While the Mid-South Food Bank is the area’s premiere nonprofit working to end hunger, the need is great and many other churches and groups around Memphis and Shelby County work to ease hunger through their food ministries as well. Grace-St. Luke’s (GSL) Episcopal Church is one of these organizations with both a food pantry and an outreach program known as More Than a Meal (MTAM). Begun in 2001, MTAM offers food, companionship, and prayer to the hungry. Eight different churches, including St. Luke’s Lutheran and Annunciation Greek Orthodox, rotate responsibility for cooking and serving meals every Sunday afternoon. Prior to the pandemic this outreach ministry fed approximately 100 guests each Sunday with a home-cooked meal, including enough for seconds. Beginning in April 2020 cooking teams prepped approximately 70 to-go boxes for guests to pick up. Finally in January 2021, guests returned in person to Trezevant Hall at GSL.
Barb Boucher, a MTAM team leader from Church of the Holy Communion, likes to plan meals as if she was serving guests in her home, sometimes celebrating holidays of the month like Cinco de Mayo. She has always had a love for cooking, thinks of it as her gift from God, and has prayed about where to use it. She says the pandemic has kept her very busy putting her gifts to use with programs like More Than a Meal. While the numbers of guests are lower than they have seen in the past, MTAM teams hope that more guests will gradually make their return.

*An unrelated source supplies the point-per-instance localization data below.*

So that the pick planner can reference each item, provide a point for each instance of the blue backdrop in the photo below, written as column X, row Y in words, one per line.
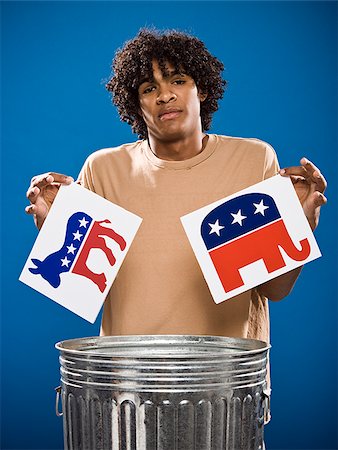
column 281, row 64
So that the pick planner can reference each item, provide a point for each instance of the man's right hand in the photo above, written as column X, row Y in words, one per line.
column 41, row 194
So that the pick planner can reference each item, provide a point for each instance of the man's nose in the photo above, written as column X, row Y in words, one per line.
column 165, row 95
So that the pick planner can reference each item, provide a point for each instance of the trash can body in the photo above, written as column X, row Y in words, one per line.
column 163, row 393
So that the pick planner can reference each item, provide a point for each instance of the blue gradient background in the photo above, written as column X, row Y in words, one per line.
column 281, row 64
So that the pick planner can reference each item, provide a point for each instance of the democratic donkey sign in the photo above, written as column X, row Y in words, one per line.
column 251, row 237
column 79, row 250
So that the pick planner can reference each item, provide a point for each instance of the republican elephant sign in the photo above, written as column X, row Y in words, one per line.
column 79, row 250
column 251, row 237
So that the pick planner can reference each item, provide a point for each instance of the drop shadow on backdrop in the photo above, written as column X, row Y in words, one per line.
column 281, row 64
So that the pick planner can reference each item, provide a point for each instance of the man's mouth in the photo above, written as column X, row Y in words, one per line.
column 169, row 114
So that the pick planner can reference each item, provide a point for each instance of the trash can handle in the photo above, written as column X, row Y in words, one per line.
column 57, row 401
column 266, row 405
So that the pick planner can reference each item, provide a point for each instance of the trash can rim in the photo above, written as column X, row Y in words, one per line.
column 213, row 344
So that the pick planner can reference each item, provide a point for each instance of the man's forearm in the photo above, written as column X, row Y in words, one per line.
column 281, row 286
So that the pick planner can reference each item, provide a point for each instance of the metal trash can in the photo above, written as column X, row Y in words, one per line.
column 163, row 392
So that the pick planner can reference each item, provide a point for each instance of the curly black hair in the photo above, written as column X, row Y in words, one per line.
column 186, row 53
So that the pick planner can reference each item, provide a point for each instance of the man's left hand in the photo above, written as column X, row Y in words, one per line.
column 310, row 186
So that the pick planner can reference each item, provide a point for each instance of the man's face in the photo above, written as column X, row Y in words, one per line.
column 170, row 105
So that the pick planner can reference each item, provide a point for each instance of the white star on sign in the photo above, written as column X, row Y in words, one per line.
column 215, row 227
column 65, row 261
column 77, row 236
column 83, row 222
column 260, row 207
column 71, row 249
column 238, row 218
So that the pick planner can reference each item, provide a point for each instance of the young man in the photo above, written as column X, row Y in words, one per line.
column 167, row 86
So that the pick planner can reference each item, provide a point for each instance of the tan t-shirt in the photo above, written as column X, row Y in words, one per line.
column 160, row 288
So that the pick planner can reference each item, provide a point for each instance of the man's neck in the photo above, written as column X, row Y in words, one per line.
column 178, row 150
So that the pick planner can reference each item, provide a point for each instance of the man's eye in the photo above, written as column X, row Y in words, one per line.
column 148, row 89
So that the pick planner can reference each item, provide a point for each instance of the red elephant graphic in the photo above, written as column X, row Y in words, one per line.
column 246, row 229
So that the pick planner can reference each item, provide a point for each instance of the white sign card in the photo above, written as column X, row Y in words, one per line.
column 79, row 250
column 248, row 238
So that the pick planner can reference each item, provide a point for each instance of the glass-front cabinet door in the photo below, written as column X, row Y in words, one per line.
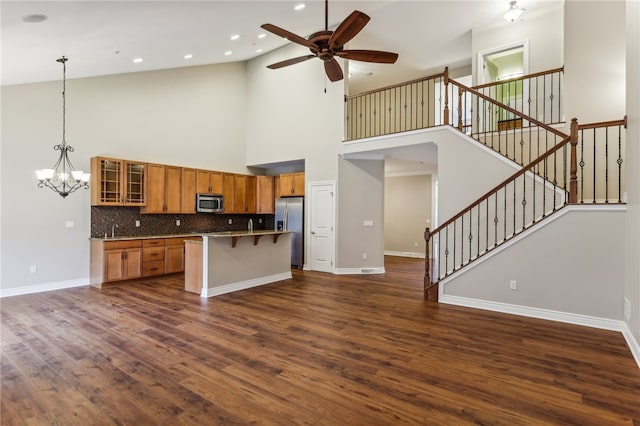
column 116, row 182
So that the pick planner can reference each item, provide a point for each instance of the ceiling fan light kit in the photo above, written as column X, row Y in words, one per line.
column 514, row 12
column 326, row 45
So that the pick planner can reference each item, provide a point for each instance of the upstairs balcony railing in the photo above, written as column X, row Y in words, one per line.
column 431, row 101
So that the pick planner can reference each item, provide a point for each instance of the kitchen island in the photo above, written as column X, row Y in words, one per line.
column 223, row 262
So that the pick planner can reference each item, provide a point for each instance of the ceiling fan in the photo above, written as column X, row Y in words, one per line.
column 326, row 44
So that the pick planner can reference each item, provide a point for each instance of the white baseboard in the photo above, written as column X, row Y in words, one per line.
column 403, row 254
column 546, row 314
column 359, row 271
column 243, row 285
column 39, row 288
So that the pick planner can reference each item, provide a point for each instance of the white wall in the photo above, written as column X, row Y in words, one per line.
column 189, row 117
column 407, row 211
column 466, row 171
column 550, row 266
column 632, row 232
column 543, row 30
column 290, row 117
column 360, row 198
column 594, row 41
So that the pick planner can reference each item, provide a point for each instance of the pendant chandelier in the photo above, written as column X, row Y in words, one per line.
column 63, row 178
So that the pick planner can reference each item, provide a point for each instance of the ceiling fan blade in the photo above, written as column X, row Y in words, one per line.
column 348, row 29
column 290, row 62
column 289, row 35
column 333, row 70
column 369, row 56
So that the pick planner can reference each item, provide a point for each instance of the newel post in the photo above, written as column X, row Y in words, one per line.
column 573, row 164
column 446, row 96
column 427, row 263
column 460, row 95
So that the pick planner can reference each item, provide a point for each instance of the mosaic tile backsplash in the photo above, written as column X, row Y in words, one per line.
column 103, row 218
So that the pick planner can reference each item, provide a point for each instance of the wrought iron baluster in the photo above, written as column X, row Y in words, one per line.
column 619, row 161
column 606, row 165
column 504, row 215
column 495, row 220
column 446, row 251
column 594, row 166
column 581, row 164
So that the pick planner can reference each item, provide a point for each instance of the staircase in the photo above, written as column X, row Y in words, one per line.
column 517, row 119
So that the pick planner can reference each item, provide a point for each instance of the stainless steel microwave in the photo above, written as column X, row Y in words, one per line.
column 209, row 203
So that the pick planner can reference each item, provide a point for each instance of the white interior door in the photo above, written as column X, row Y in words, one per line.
column 322, row 225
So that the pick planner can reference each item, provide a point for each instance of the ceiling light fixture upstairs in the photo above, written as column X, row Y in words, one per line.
column 62, row 178
column 34, row 19
column 514, row 12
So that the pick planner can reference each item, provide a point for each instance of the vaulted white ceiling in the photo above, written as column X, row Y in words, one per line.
column 103, row 37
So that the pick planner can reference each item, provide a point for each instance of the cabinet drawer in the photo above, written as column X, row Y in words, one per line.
column 174, row 241
column 153, row 254
column 112, row 245
column 155, row 242
column 152, row 268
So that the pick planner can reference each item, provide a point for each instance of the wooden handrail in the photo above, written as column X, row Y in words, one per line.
column 503, row 183
column 622, row 122
column 524, row 77
column 394, row 86
column 511, row 110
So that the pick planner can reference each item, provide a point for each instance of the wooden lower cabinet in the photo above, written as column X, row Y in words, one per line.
column 174, row 255
column 153, row 257
column 113, row 261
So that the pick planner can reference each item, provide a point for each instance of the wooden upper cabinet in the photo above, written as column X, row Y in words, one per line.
column 188, row 197
column 276, row 188
column 250, row 194
column 209, row 182
column 291, row 184
column 264, row 194
column 117, row 182
column 164, row 189
column 228, row 192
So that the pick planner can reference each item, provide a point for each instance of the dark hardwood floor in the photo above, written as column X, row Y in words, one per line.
column 318, row 349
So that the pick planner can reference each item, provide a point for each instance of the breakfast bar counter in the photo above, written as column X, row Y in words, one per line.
column 223, row 262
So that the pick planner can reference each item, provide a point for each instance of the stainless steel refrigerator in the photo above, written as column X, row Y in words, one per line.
column 290, row 217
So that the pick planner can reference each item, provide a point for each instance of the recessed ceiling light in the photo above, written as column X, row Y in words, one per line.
column 34, row 19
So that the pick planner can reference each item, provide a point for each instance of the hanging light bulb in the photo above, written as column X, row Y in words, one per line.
column 62, row 178
column 513, row 13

GSL Pastor Ollie Rencher says that Grace-St. Luke’s outreach ministries, such as More Than A Meal and the food pantry, provide spiritual growth opportunities for persons to learn what it means to serve Jesus Christ. As Jesus said, “for I was hungry and you gave me food, I was thirsty and you gave me something to drink… Truly I tell you, whatever you did for one of the least of these brothers and sisters of mine, you did for me.” And so Rencher explains that the spirituality of volunteers serving those who experience hunger, economic hardship, and a lack of permanent housing, is rooted in scripture, faith, and a commitment to strive together in the work of building “beloved community.” In Memphis and Shelby County, both the secular and faith communities join together in this spiritual feeding of the hungry.